Et sur la réforme des retraites ?

Sébastien Lecornu a reconnu que « l’un des dossiers les plus bloquants et les plus difficiles » restait l’épineuse question de la réforme des retraites, passée au forceps en 2023 par le camp macroniste. Il faudrait « trouver un chemin pour que le débat ait lieu sur la réforme des retraites », a fait savoir Sébastien Lecornu. Et d’estimer qu’une suspension de cette réforme, demandée par une grande partie de la gauche, ne coûterait « pas moins de trois milliards d’euros » en 2027.

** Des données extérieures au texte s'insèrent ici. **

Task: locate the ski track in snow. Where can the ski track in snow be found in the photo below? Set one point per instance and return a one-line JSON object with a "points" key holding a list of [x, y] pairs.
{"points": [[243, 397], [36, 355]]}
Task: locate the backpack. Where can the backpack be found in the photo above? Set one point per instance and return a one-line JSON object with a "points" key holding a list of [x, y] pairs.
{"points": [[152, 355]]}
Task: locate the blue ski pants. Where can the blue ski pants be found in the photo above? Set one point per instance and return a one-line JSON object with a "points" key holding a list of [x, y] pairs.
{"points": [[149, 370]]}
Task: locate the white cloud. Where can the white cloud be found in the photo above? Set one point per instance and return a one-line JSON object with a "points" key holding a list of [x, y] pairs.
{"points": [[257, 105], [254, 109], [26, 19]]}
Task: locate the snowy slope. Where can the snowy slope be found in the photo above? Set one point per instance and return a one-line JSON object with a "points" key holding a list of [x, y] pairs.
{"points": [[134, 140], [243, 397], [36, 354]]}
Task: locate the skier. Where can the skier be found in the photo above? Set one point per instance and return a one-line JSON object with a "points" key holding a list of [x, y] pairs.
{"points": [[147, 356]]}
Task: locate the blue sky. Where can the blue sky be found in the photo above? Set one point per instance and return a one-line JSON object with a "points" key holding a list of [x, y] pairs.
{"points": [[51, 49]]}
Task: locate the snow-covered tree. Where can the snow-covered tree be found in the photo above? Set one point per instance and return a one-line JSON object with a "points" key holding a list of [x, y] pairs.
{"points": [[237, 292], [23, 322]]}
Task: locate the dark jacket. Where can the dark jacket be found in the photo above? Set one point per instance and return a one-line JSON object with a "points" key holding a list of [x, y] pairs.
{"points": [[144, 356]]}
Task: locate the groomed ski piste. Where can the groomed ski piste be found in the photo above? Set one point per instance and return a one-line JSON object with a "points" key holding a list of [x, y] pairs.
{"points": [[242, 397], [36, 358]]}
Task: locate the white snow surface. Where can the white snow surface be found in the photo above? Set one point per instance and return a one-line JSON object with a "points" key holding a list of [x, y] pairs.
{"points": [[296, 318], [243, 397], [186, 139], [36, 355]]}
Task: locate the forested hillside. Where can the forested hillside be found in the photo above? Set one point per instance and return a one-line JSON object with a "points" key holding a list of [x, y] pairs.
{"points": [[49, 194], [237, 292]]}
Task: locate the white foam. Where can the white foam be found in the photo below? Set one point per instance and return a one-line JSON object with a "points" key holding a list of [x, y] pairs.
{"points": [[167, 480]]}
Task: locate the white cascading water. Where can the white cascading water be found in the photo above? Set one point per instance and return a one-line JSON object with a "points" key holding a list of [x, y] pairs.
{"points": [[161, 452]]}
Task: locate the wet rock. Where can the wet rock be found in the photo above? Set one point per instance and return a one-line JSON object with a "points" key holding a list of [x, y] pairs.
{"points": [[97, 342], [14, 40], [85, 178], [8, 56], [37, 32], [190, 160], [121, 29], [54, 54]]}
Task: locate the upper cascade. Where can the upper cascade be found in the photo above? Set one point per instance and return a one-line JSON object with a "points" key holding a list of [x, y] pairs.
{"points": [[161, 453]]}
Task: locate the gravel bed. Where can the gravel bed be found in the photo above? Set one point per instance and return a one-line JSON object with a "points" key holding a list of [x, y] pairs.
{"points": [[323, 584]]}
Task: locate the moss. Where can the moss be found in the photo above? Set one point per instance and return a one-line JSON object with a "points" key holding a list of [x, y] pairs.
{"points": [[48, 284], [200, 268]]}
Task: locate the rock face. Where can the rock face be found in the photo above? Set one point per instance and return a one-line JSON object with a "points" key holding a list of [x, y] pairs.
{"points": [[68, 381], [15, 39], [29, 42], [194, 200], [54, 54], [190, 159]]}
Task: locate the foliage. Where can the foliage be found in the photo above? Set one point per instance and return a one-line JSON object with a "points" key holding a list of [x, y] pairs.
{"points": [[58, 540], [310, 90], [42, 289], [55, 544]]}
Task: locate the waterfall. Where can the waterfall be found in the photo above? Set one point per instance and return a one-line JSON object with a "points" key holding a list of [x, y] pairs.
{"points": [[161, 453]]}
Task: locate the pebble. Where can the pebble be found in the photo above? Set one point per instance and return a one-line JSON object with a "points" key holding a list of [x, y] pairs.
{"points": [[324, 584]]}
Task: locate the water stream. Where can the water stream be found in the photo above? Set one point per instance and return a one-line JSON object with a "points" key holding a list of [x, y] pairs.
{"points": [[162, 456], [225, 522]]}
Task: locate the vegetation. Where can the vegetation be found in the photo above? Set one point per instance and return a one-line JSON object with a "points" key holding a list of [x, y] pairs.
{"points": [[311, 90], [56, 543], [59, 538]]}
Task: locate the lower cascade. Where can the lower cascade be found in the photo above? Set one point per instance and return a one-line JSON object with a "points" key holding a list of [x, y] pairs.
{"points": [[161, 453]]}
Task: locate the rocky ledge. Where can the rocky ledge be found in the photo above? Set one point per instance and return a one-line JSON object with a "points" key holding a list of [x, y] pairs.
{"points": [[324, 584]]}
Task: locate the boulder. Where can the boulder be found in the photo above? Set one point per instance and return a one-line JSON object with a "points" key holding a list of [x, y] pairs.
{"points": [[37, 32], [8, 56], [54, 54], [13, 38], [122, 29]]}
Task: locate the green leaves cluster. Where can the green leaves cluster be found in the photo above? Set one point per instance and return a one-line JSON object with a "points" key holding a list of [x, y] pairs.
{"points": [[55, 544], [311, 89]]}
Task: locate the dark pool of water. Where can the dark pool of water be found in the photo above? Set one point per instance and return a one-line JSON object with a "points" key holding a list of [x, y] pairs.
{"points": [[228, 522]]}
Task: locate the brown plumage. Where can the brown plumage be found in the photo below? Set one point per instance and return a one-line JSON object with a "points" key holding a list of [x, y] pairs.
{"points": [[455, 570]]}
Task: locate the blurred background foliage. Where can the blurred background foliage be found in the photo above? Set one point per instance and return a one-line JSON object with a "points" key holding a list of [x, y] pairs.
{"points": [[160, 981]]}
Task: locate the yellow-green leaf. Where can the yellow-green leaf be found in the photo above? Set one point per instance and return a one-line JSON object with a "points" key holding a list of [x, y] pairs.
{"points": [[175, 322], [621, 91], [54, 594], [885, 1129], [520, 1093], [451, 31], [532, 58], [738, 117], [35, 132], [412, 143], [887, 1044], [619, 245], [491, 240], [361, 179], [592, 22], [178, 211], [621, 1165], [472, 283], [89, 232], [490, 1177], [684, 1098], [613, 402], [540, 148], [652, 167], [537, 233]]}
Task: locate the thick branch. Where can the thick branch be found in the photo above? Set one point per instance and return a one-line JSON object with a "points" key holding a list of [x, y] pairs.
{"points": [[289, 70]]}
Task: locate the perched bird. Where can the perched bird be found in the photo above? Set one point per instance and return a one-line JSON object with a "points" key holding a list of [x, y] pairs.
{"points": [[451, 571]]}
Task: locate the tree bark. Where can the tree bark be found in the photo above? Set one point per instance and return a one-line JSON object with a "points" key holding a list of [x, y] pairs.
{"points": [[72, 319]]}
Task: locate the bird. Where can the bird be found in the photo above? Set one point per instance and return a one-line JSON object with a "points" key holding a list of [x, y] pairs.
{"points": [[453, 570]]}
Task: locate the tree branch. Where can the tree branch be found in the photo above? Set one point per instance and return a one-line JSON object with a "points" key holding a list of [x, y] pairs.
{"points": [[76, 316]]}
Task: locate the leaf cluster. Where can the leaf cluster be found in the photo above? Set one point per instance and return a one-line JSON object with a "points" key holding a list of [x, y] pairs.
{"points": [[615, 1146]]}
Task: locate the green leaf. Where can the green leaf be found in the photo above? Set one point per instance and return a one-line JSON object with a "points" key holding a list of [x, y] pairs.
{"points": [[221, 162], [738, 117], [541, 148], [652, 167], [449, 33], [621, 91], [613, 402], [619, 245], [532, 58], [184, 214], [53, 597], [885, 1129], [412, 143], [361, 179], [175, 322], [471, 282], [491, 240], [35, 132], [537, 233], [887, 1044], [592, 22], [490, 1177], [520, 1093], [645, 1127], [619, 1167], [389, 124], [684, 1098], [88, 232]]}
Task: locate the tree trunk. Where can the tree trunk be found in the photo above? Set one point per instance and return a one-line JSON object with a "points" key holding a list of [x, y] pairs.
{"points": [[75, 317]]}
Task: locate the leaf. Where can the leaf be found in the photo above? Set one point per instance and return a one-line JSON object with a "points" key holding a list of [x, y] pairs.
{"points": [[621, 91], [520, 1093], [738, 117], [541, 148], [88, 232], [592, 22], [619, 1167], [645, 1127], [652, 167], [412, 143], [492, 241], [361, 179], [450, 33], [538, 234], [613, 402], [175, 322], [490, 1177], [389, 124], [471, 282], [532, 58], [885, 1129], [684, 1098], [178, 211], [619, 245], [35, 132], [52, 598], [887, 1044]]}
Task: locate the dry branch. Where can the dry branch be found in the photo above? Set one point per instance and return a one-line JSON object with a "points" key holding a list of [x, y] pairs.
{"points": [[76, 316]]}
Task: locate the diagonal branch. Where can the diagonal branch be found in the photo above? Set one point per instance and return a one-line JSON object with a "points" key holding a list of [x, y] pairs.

Sur le poste de Premier ministre ?

« J’ai dit au président de la République que les perspectives de dissolution s’éloignaient et que je pense que la situation permet pour le Président de nommer un Premier ministre dans les 48 prochaines heures », a avancé Sébastien Lecornu. Selon lui, à l’issue de ses dernières consultations des différents partis pour tenter de sortir de l’impasse politique, une majorité ne souhaite pas une dissolution de l’Assemblée nationale qui entraînerait de nouvelles élections. Interrogé sur la possibilité qu’il soit lui-même reconduit à Matignon, il a assuré : « je ne cours pas après le job. » « J’ai démissionné parce qu’un certain nombre de conditions n’étaient plus remplies », « je ne vais pas retourner dans quelque chose dans lequel les conditions n’auraient pas changé ». « Je suis un moine soldat, ce soir ma mission est terminée », a-t-il insisté.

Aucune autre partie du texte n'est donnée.